Universität KonstanzExzellenzcluster: Kulturelle Grundlagen von Integration

Konfigurationen der Zeit in spätmittelalterlicher Offenbarungsliteratur

Daniela Fuhrmann

Abstract

Spätmittelalterliche Offenbarungen aus dem deutschsprachigen Raum, wie zum Beispiel diejenigen Margareta Ebners (vor 1351), Christine Ebners (vor 1356) oder Adelheid Langmanns (vor 1357) zeichnen sich durch eine Verschränkung unterschiedlichster Konfigurationen von Zeit aus, welche als wesentliches Element ihrer Funktionslogik begriffen wird und im Zentrum der Untersuchung steht. So kombinieren die Werke etwa die lineare Zeitform der Biographie mit der primär zyklischen des Kirchenjahres, indem sie den in der Regel mit dem Tod abschließenden Lebenslauf einer Ordensschwester präsentieren, der – und mit ihm der gesamte Text – seine Struktur durch liturgische Fest- und Feiertage erhält.

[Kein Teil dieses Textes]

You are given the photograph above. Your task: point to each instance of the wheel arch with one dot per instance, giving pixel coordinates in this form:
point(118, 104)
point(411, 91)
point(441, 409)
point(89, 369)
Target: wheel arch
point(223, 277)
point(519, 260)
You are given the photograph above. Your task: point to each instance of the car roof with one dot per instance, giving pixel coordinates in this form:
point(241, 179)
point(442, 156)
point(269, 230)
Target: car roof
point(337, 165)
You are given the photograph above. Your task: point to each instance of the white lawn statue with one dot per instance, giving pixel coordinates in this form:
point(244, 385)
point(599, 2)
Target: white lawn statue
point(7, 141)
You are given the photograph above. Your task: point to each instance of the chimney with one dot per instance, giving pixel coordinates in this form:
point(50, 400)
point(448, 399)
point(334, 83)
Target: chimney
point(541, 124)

Des Weiteren sind dem Lebensbericht zu präzise terminierten Zeitpunkten fortwährend der Zeit scheinbar enthobene Momente geistiger Schau eingefügt, die häufig biblische Vergangenheit adaptieren oder ewige Freuden antizipieren. Ferner machen die Texte auf komplexe Art Gebrauch von dem im Akt der Lektüre angelegten Effekt der Aktualisierung von Vergangenem: In ihnen gewinnt nicht nur das berichtete Leben der Schwester erneute Gegenwärtigkeit, sondern es erfahren auch die oftmals in deren geistige Schau eingeflossenen heilsgeschichtlichen Ereignisse eine Aktualisierung. Die verschiedenen Konfigurationen von Zeit wirken demnach vielfältig ineinander und prägen in diesem Zusammenspiel die Texte, so dass ihre detaillierte Analyse Einsicht in die Poetologie der Offenbarungen geben und darüber hinaus einen Beitrag zur Funktionsbestimmung von Zeit in erzählenden Texten des Spätmittelalters leisten kann.